The task graph: data, dependencies, synchronization

Questions

How can you express dependencies between SYCL parallel kernels?

Objectives

Learn how the runtime can handle data movements for us.
Learn how to work with events to fine-tune dependencies in the task graph.
Learn about work-group- and work-item-level synchronization.

It should be clear by now that the essential role of the runtime in SYCL applications is to schedule work submitted to the queues in our program as actions and execute all enqueued work in an asynchronous fashion. How is this achieved? In episode Queues, command groups, and kernels, we briefly mentioned the task graph is the underlying abstraction for this purpose in the SYCL execution model. A task graph is composed of nodes and edges, it has a start-to-finish direction, and no self-loops: it is a directed acyclic graph (DAG). Each node is an action to be performed on a device, such as a parallel_for. Each edge connecting two nodes is a dependency between the two, such as the data for task B produced by task A.

It is not usually necessary to directly define the task graph for your application.

If you use buffers and accessors, the runtime can correctly generate the task graph based on their use in kernel code.
Similarly when you use USM with implicit data movement.
For USM with explicit data movements, you are taking up scheduling power. [*]

However, interacting with the task graph might be necessary to get performance. In this episode, we will explain how to do so.

In-order and out-of-order queues

The following figure shows some plausible task graphs in an application, i.e. chains of dependencies between tasks.

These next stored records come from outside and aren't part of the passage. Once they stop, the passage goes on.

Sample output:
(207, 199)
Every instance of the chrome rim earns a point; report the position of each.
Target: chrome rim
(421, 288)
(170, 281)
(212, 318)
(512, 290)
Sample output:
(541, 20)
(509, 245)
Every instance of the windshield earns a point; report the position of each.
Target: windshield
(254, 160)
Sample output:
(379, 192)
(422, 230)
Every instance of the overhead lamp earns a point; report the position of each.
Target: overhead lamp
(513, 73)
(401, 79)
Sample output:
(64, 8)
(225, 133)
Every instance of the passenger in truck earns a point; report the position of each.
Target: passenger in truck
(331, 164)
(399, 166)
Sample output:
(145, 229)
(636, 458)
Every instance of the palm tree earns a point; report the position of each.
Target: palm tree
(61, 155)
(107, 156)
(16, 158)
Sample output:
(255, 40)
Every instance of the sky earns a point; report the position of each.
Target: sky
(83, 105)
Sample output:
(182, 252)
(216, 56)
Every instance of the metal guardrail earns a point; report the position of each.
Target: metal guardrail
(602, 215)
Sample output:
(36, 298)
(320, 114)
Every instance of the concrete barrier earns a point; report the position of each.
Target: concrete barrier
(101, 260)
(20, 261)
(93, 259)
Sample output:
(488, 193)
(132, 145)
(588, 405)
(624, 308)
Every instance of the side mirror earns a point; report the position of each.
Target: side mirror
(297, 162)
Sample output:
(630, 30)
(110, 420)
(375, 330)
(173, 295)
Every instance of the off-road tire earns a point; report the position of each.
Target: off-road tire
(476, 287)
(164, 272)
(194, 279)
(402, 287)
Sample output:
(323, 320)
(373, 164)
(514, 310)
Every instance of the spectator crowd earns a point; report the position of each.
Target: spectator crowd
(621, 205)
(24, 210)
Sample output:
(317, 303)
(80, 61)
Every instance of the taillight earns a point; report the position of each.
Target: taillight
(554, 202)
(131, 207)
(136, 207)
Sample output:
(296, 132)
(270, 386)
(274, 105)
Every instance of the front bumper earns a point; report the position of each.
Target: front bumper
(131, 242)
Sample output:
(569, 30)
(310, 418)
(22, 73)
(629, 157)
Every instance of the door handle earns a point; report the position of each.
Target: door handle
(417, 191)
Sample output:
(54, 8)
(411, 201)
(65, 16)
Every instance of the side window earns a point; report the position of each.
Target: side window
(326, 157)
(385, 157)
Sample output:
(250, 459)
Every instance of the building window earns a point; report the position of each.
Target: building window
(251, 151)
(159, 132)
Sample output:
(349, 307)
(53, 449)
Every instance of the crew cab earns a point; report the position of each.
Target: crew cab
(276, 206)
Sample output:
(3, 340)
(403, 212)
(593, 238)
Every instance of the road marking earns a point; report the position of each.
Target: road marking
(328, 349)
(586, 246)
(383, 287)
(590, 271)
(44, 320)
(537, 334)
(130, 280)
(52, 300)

../_images/graphs.svg — Examples of a linear chain (left) and Y-pattern (right) of dependencies. The Y-pattern might occur, for example, in the AXPY routine: tasks A and B fill the operand vectors, thus are able to run independently, and task C performs the summation. Task D might be a subsequent reduction. We can always “linearize” a Y-pattern, for example, by using a in-order queue. Figure adapted from [RAB+21].

The first interaction with the task graph happens already at queue construction. The SYCL standard defines two queue flavors: in-order and out-of-order.

Out-of-order queues

This is the default for queue objects and leaves all decisions on task ordering to the runtime, unless we intervene. The runtime will decide ordering based on the data dependencies declared in our code. This can be influenced with various mechanisms which we will discuss shortly.

In-order queues

Each action is assumed to be dependent on the action immediately preceding it in the queue. In-order queues are quite simple to reason about, but they will constrain the runtime too much. Tasks will be serialized in a linear chain, even though they do not read/write to the same data. For this reason, in-order semantics is not the default, but must be set explicitly at construction:

queue ioQ{property::queue::in_order()};

How to specify dependencies

A command group handler can contain three things only: host code, exactly one action, and specifications of action dependencies. There are three available methods to express the latter:

When using in-order queues, each action is implicitly dependent on the action immediately preceding it. Successive tasks must complete strictly in the order in which they were submitted to the queue. This is the simplest way to express a linear chain on dependencies. In-order queues can be excessively constraining. For example, independent computations cannot be overlapped.
Through accessors on buffers. In episode Data management with buffers and accessors, we saw that accessors are constructed with a mode and a target. This metadata is enough for the runtime to infer dependencies between different kernels accessing the same buffers.
The event-based approach is the most flexible. Methods on the handler class or on the queue class are asynchronous and return immediately objects of the event class. We can pass an event (or a vector of events) to the depends_on method on the handler class or to parallel_for invocations on the queue class.

Expressing the Y-pattern

Methods on queue or handler objects are asynchronous but return event objects immediately. With events, we have granular control over dependencies, since they can be passed as arguments to parallel_for and single_task invocations and also to the depends_on method of the handler class.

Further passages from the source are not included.